Propos recueillis par Valérie Sohie

Publié le

Guy Ritchie explique son Revolver, entre psychologie et philosophie

ENVOYÉE SPÉCIALE EN FRANCE VALÉRIE SOHIE

PARIS A l'approche de la sortie de son nouveau film Revolver, Guy Ritchie est nerveux. Il faut dire que son épouse Madonna et lui se sont fait huer lors de la première à Londres, parce qu'ils ne signaient pas d'autographes, et que les critiques ne sont pas tendres envers le film. Motivé et sympathique, il tente de clarifier certains points, mais reste immanquablement sur ses gardes. D'emblée, il accueille la presse par un «Qui veut me frapper en premier?». Le ton est donné...

Vous étiez impatient de revenir à un film de gangsters?

«J'étais surtout impatient de faire un film à propos d'un excès de confiance en soi. Et l'environnement qui y convenait le mieux était cet univers de gangsters qui m'est familier. Je voulais faire un commentaire sur nos vies. Cet univers permet de le placer dans un jeu et une arnaque. C'est essentiellement une formule. Si on l'applique jusqu'au bout, on obtient des effets surprenants.»

C'est donc aussi psychologique...

«Ce qui est intéressant, ce sont les points communs entre la psychologie, le jeu et les méthodes d'arnaques. Tout se recoupe et c'est un concept très excitant. On se rend compte qu'on monte la garde autour de ce qui veut le plus nous détruire. C'est le concept le plus radical dont j'ai jamais entendu parler. Vous défendez votre douleur.»

Vous parlez d'une formule, de quoi s'agit-il?

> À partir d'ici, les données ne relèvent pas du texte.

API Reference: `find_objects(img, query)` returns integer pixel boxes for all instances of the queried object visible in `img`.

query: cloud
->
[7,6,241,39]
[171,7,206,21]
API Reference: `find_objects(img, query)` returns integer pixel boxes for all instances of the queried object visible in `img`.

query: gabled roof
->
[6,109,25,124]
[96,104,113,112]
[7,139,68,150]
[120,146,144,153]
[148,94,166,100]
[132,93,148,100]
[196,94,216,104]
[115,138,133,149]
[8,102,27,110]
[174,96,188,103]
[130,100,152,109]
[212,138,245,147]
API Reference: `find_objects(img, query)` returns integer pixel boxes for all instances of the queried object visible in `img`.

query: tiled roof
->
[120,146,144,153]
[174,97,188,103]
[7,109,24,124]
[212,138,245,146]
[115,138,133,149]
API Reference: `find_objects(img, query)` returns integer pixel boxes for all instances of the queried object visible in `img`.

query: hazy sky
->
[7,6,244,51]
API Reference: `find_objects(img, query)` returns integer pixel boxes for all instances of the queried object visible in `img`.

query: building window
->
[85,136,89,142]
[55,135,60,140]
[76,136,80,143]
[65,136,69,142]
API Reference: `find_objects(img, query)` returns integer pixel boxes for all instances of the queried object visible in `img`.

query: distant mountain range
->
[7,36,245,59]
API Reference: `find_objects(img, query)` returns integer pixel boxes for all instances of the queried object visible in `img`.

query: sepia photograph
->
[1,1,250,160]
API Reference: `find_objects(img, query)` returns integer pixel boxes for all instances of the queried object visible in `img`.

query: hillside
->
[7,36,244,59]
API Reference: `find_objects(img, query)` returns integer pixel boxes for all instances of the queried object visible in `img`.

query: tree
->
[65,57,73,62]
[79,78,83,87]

«Elle mène au succès et à l'échec. Cela n'a rien à voir avec le Bien ou le Mal, il n'y a aucune ambiguïté. Nous jouons un jeu ensemble où nous sommes tous égaux. Ma tactique va être de vous arnaquer en vous faisant croire que je suis plus mauvais que vous. Dès lors, vous ferez immanquablement une erreur par excès d'orgueil.»

Où avez-vous déniché toutes les citations qui jalonnent le film?

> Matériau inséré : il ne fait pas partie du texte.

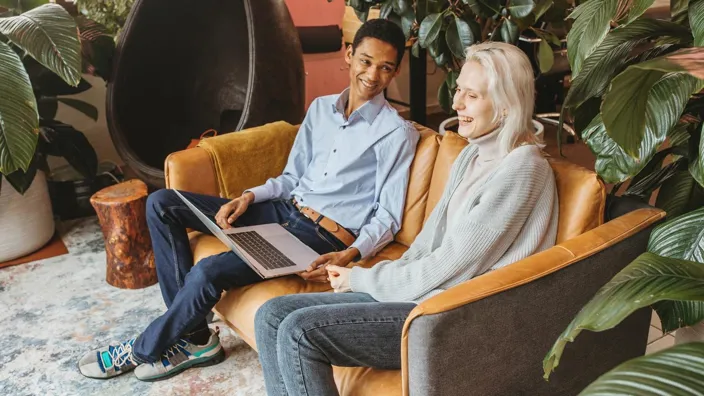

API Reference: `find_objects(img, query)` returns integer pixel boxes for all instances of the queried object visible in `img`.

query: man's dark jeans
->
[133,190,345,362]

«Sur Internet. Et parmi les centaines que nous avons trouvées, plusieurs dizaines étaient similaires de façon alarmante. De grands psychologues, meurtriers, guerriers, magiciens; ils se retrouvaient tous avec les mêmes idées.»

Retrouve-t-on des enseignements de la kabbale dans le film?

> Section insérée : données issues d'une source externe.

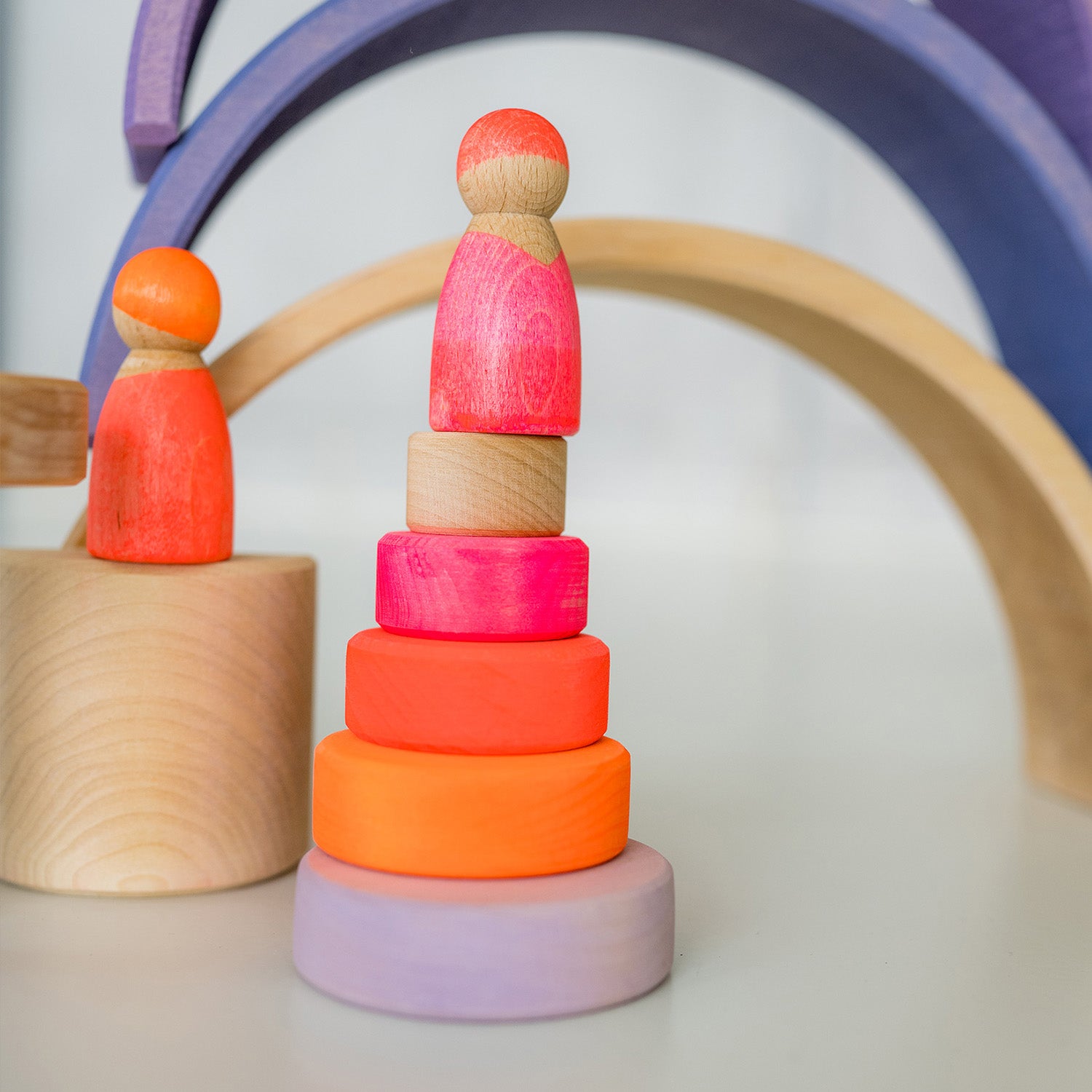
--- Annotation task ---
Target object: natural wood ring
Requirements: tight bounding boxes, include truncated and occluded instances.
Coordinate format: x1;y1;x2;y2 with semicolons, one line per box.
63;220;1092;802
406;432;568;539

«Ce principe ne se retrouve pas uniquement dans la kabbale, il appartient à toutes les philosophies. L'arnaqueur qui abuse de la confiance est un thème récurrent. Il n'est pas intelligent, il est rusé. C'est comme un magicien: il ne fait pas disparaître un avion grâce à son intelligence, mais à un tour de main, de la fumée et des miroirs. Mais je tiens à être précis, ce film n'est pas une philosophie de vie que je veux professer au monde. Je ne connais pas les rouages secrets de la vie, je connais juste les règles du jeu.»

Quelle a été l'influence de votre épouse Madonna sur le film?

«Je lui ai demandé son avis sur script. Elle a dû vivre avec ce film pendant trois ans, et l'a vu en entier trois fois, je pense. Nous connaissons tous les règles quand on est exposé aux médias comme nous le sommes: il y a un monstre là, dehors, qui a besoin d'être nourri. On peut le voir comme ça et pardonner au monstre son appétit. Et faire le choix de travailler avec son épouse, comme je l'ai fait dans A la dérive, c'est s'attirer les problèmes. Maintenant, si on veut se lancer dans quelque chose de créatif, on le fera dans la chambre à coucher! (Rires.)»

On vous sent nerveux, c'est parce que la presse ne vous mène pas une vie facile?

«Il y a un problème énorme avec les critiques de films. N'importe qui, ayant été aussi souvent au cinéma, aurait tendance à être facilement négatif. Les relations avec la presse sont ce qu'il y a de plus difficile dans ce métier. (Rires.) Je suis sérieux. C'est le côté le plus dur.»